Gedenkboek Jaffa/Beschrijving ketelhuis
- Intro
- Voorwoord
- Ontstaansgeschiedenis landschap
- Waterstaatkundige inrichting
- Afstroomingsvraagstuk
- Bemaling Frieslands boezem
- Definitieve plan bemaling
- Beschrijving landschap
- Beschrijving buitenkant gemaal
- Beschrijving machinehal
- Beschrijving ketelhuis (deze pagina)
Thans begeven wij ons naar het ketelhuis. Daar treft ons nogmaals dezelfde indruk, dien wij bij het binnentreden der machinekamer ontvingen. Ook hier zijn op één rij de ketelbatterijen opgesteld. Ook hier weer dezelfde rustige symmetrie. De fundeering der ketelblokken rust diep in den grond. Onder elk blok zijn 81 palen ingeheid, terwijl op de plaat, die daarover is gelegd, stijlen in gewapend beton staan, die samen den vloer met de ketelblokken dragen. De ketelfundatie is, om schade bij uitzetting door verwarming te voorkomen, vrijgehouden van die van ’t gebouw. De lambriseering in het ketelhuis bestaat uit roode steen; daarboven zijn de muren weer gemetseld in gele Friesche handvormsteen. Wij tellen 6 stoomketels, waarvan één voor reserve. De ketels zijn z.g. Piedboeufketels, bestaande uit een Lancashire-ketel onder en een vlampijpketel boven. Ze zijn ingemetseld in drie groepen, elk van twee ketels. Het verwarmd oppervlak van elken ketel is 235 M² (waterzijde) bij een roosteroppervlak van 3.25 M². Boven- en onderketel zijn verbonden door een buis van 450 m.M. middellijn en hebben elk hun eigen stoomruimte en waterspiegel. De beide stoomruimten zijn door een stoompijp van 250 m.M. met elkaar verbonden.

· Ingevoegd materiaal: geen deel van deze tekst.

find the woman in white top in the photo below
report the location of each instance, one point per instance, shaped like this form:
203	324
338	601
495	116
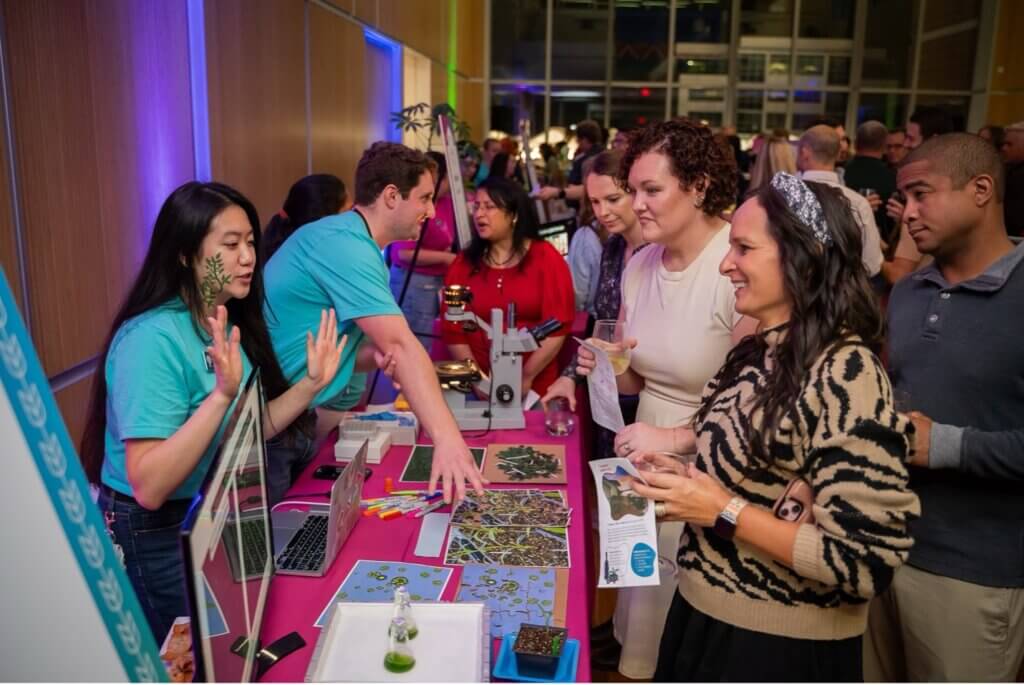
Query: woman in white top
680	320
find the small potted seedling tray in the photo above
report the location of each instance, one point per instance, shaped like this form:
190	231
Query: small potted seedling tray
538	649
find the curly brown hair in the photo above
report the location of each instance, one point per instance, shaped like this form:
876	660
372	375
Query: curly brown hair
696	159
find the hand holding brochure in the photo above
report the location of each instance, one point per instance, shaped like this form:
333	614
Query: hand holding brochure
629	536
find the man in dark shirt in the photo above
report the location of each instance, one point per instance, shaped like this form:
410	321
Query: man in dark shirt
1013	155
868	170
955	610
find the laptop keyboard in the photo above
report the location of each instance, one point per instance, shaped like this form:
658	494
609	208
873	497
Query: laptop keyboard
307	548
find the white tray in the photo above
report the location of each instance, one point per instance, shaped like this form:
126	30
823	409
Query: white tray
453	645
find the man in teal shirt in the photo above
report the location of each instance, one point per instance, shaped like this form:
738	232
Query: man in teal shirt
336	262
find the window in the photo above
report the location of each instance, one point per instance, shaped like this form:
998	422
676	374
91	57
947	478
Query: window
517	33
510	103
889	43
636	106
701	66
641	42
890	109
826	18
750	99
752	68
705	22
810	65
579	40
766	17
839	71
571	104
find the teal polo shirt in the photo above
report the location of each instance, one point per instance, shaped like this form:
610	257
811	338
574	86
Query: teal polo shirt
332	262
157	377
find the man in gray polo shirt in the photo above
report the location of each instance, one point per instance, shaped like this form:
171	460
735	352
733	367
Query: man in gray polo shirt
955	611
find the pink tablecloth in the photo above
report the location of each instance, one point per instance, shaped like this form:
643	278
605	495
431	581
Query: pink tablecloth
294	602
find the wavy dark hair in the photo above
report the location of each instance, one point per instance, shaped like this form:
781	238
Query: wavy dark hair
309	199
830	300
696	159
511	199
167	272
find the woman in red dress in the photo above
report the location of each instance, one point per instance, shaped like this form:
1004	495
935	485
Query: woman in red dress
508	262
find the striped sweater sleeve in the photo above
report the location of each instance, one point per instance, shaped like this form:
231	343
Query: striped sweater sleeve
855	448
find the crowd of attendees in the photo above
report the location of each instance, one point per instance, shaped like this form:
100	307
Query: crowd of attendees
825	387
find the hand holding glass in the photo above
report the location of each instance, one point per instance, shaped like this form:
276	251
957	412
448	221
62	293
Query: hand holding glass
609	335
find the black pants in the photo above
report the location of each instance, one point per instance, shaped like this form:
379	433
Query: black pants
696	647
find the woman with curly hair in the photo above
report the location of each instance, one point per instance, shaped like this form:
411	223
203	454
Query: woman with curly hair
797	505
679	314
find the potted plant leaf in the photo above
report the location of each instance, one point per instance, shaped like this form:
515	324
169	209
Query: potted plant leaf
538	649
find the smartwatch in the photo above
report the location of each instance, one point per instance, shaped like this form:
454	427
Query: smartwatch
725	524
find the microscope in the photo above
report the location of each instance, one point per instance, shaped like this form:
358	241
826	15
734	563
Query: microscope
504	388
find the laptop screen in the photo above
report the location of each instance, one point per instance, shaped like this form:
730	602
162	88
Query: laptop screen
227	549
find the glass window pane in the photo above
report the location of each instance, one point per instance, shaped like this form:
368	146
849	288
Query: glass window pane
888	43
890	109
752	68
778	65
707	94
941	13
641	43
748	122
701	66
775	121
636	106
947	61
826	18
836	105
956	105
706	22
713	119
510	103
571	104
750	99
810	65
839	71
580	39
807	96
766	17
517	29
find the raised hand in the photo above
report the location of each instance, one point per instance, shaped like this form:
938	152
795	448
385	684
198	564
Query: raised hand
224	354
324	351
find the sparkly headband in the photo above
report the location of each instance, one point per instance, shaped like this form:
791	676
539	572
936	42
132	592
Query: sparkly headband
802	202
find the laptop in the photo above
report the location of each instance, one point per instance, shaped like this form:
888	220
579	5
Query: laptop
306	543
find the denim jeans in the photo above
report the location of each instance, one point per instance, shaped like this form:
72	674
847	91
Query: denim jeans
152	545
287	456
422	303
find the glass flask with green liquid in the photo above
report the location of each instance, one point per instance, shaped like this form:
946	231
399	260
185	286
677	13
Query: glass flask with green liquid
399	655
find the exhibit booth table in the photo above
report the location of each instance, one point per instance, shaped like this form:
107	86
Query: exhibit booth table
296	602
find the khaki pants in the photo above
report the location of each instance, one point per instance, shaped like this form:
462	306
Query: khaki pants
932	628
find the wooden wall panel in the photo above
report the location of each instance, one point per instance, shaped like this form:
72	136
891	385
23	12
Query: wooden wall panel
420	24
74	404
8	241
470	38
100	112
256	81
471	108
339	97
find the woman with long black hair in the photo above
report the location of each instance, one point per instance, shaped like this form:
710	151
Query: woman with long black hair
187	335
798	503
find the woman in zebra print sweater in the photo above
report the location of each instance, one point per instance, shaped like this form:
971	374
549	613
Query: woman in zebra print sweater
798	500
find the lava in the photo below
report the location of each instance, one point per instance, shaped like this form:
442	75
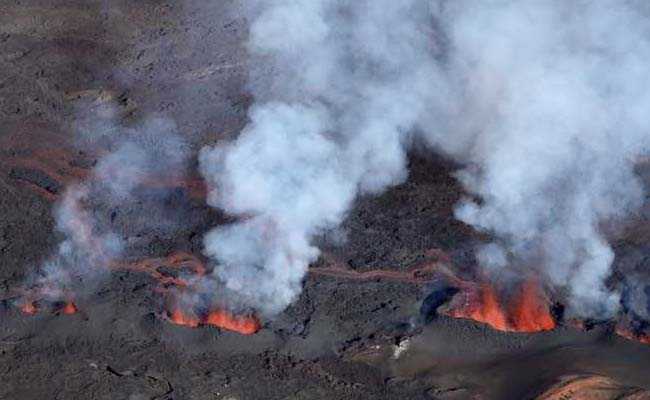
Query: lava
242	324
531	313
246	325
527	311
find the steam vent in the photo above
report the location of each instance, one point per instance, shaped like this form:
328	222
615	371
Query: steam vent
324	200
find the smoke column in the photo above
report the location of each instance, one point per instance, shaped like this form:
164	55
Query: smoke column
543	101
556	123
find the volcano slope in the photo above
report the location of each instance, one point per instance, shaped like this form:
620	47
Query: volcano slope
362	328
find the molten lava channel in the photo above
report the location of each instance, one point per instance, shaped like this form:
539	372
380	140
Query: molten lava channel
527	311
242	324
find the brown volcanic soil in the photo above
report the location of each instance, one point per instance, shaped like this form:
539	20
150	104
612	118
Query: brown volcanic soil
355	333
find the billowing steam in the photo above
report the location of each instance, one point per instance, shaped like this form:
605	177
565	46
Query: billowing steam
89	244
543	101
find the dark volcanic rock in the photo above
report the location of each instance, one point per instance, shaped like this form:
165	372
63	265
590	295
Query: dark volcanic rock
346	337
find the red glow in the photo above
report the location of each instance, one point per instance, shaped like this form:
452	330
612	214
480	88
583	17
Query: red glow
527	311
246	325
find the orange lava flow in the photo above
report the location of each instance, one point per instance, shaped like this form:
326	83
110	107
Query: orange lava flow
527	311
245	325
531	314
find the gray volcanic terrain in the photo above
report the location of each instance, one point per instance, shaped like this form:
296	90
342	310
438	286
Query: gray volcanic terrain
365	326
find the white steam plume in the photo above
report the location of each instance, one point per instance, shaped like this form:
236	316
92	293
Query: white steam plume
326	128
543	100
562	120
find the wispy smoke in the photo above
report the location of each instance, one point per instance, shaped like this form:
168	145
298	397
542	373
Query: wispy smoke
543	101
90	246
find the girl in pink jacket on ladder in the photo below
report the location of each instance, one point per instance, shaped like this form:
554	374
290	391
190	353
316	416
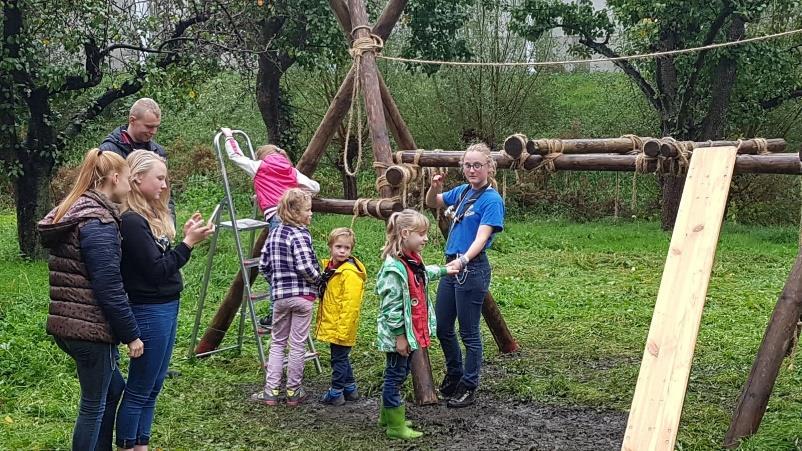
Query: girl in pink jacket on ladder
273	175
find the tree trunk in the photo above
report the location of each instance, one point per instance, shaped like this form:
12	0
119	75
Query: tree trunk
671	193
712	126
275	110
268	92
32	188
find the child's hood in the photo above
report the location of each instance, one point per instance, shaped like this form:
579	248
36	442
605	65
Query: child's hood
279	164
356	267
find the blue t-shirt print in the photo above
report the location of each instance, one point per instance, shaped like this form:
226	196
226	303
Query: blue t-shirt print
487	210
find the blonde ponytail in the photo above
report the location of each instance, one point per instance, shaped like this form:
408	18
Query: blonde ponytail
403	220
97	165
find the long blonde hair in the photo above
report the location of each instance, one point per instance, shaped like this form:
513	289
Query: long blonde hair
489	161
156	212
97	165
291	206
402	220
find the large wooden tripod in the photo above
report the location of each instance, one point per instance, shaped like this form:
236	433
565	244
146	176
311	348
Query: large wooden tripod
382	114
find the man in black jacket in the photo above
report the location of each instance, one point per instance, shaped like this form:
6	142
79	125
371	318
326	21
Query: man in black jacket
144	120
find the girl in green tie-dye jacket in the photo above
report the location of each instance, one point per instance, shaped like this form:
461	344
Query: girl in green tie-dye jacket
406	316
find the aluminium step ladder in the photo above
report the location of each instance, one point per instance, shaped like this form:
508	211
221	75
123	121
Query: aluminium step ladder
246	263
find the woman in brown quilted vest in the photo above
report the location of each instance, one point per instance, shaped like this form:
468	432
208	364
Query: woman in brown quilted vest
89	312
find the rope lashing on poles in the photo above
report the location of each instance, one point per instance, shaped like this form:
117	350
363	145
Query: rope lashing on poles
359	47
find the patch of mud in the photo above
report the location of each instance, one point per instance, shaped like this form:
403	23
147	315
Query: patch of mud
491	424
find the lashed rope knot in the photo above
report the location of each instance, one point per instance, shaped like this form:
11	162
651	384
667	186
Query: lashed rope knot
362	205
360	46
554	149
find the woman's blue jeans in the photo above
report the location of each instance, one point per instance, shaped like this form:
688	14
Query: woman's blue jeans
157	326
101	388
460	298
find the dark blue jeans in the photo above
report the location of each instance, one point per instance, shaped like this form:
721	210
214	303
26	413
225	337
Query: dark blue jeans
157	324
396	371
460	298
101	388
342	375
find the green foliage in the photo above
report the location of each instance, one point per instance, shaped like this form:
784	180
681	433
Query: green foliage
684	93
578	298
434	30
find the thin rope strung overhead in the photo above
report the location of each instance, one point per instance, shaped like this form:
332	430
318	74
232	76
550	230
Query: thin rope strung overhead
600	60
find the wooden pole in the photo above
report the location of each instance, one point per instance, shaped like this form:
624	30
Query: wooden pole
342	100
491	313
370	91
422	380
747	147
328	126
307	164
515	144
779	333
776	163
385	207
398	126
497	326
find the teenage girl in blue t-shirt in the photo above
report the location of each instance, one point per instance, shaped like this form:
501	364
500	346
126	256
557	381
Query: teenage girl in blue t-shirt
477	213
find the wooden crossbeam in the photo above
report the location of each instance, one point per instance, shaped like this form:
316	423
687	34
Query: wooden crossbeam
663	379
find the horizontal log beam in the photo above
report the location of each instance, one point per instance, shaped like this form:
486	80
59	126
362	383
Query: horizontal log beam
773	163
386	207
747	147
652	147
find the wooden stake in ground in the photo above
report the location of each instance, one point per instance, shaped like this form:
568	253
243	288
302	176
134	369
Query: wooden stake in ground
779	333
663	378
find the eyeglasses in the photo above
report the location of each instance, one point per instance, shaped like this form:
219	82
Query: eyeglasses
475	166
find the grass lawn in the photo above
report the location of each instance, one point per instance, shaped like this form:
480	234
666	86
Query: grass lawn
578	298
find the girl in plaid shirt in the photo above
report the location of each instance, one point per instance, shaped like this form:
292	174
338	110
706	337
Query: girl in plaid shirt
290	265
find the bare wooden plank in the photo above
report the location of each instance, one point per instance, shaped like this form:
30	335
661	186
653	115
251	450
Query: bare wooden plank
663	379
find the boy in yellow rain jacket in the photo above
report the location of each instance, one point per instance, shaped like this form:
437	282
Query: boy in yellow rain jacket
341	289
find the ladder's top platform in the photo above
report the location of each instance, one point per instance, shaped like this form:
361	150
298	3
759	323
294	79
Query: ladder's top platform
245	224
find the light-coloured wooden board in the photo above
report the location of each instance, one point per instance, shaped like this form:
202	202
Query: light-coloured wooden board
663	378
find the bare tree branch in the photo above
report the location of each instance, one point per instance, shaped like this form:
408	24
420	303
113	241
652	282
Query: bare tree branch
698	64
774	102
628	69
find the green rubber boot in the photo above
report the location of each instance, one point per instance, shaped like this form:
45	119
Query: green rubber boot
383	419
396	424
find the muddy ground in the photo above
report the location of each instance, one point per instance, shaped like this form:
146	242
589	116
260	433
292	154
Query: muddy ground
491	424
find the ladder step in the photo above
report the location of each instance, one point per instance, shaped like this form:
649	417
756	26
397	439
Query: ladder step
264	330
244	225
309	355
256	297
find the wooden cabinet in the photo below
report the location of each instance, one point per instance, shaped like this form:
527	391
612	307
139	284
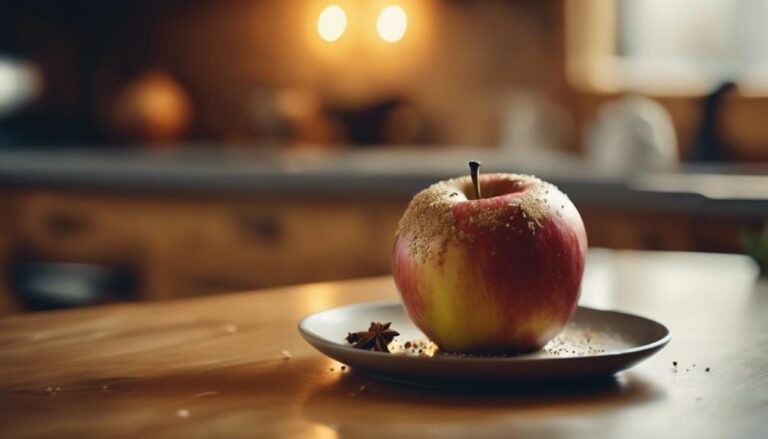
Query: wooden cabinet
194	244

De bovenketel wordt direct gevoed; door een overlooppijp loopt het voedingwater boven een bepaalden stand in den bovenketel af naar den onderketel. De laatste kan evenwel ook direct gevoed worden. Langs het front der geheele batterij is een bordes aangebracht met trappen aan de uiteinden. Achter elken ketel is een oververhitter ondergebracht met een verwarmd oppervlak (vuurzijde) van 85 M² en in staat den stoom tot 400° Celsius te verhitten.
Op de stookplaats tegenover de ketelbatterijen zien wij twee horizontale duplexpompen opgesteld. Elke pomp is op zichzelf voldoende voor de voeding der gezamenlijke ketels. De warmwaterpompen, die wij reeds opmerkten in den machinekamerkelder, voeren het water uit de filterbakken, welke in den kelder opgesteld zijn, door de persoliefilters met electrische inrichting naar de voedingwaterbakken in het ketelhuis. Elke voedingwaterbak heeft een inhoud van 3 M³. In de persleidingen der duplexvoedingpompen is een voorwarmer ingeschakeld. Het voedingwater wordt door de pijpen van dezen voorwarmer geperst. In de stoomruimte rondom de pijpen wordt de afgewerkte stoom der blaasmachines en der voedingpomp afgegeven. De afvoerpijp voor het water, dat in genoemde stoomruimte wordt verzameld, gaat als koperen spiraal door den voedingwaterbak en mondt uit in de overvloeipijp van dezen bak, die naar de filterbakken in de machinekamer leidt.
Voor den kunstmatigen luchttoevoer onder de roosters dient een inrichting, welke wij eveneens op de stookplaats zien opgesteld, en die 2 blaasmachines bevat, elk bestaande uit een ventilator gedreven dooreen verticaal stoomwerktuig. De ventilatoren blazen de lucht in een gemeenschappelijk gemetseld luchtkanaal, vanwaar ze wordt verdeeld en geregeld voor elk der vuren. De twee verticale stoomwerktuigen zijn van het geheel gesloten type en zoodanig geconstrueerd, dat zij zoo geruischloos mogelijk werken. Zij maken 600 toeren per minuut, en hebben druksmering. Wij hadden reeds het voorrecht aan de fabriek "Jaffa" te Utrecht deze gesloten verticale snelloopende stoomwerktuigen met veel grooter capaciteit en toerental te bewonderen. Het eigenaardige van deze werktuigen is wel, dat het karakter van stoommachines schier niet meer te herkennen valt. Zij zijn constructief prachtig van uitvoering.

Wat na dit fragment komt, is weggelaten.